New Scientist magazine, the bioethicists highlighted concerns raised by an advisory panel to the US Food and Drug Administration that there is no evidence to support the use of GM techniques in humans. Despite the desire of the biotech industry to stampede us into giving a green light, the risks and safety concerns of those techniques are therefore considerable. Given the importance of public safety, it would be quite wrong to rush into those procedures.

In the context of a Bill that puts the safety and protection of people at the heart of its consideration, it is right to ask Ministers how they intend to provide the necessary scaffold of public protection when such developments occur. Clearly, unamendable regulations will not provide for safety thresholds but, as Members of the House of Commons argued, the Bill could do so.

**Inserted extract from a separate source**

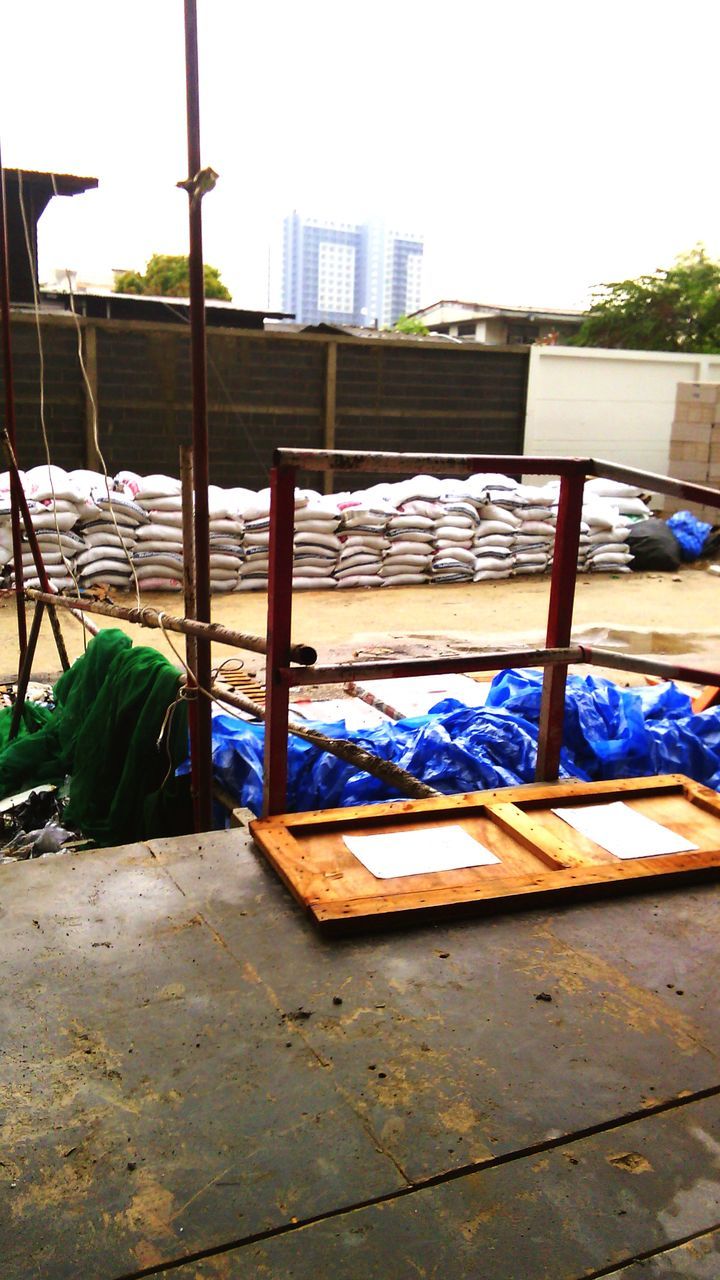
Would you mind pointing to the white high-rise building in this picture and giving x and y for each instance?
(350, 273)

The public need to know that Parliament has properly considered these matters and not been rushed pell-mell into signing them off while pre-clinical research remains unfinished. This is an issue I raised directly with the Secretary of State for Health only yesterday, and in correspondence and in questions to the noble Lord’s department and to the noble Earl, Lord Howe. At the very minimum, I hope that the Minister will reassure the House that no regulations will be laid before Parliament until all the pre-clinical research recommended by the HFEA has been conducted and written up in peer-reviewed journals that are in the public domain, where they can be scrutinised by Members of Parliament and concerned members of the public.

There is much more that could be said, but that can wait until another day and until later stages. For now, I welcome the Bill and hope that it makes good progress on to the statute book. I look forward to the reply of the noble Viscount at the conclusion of our debate.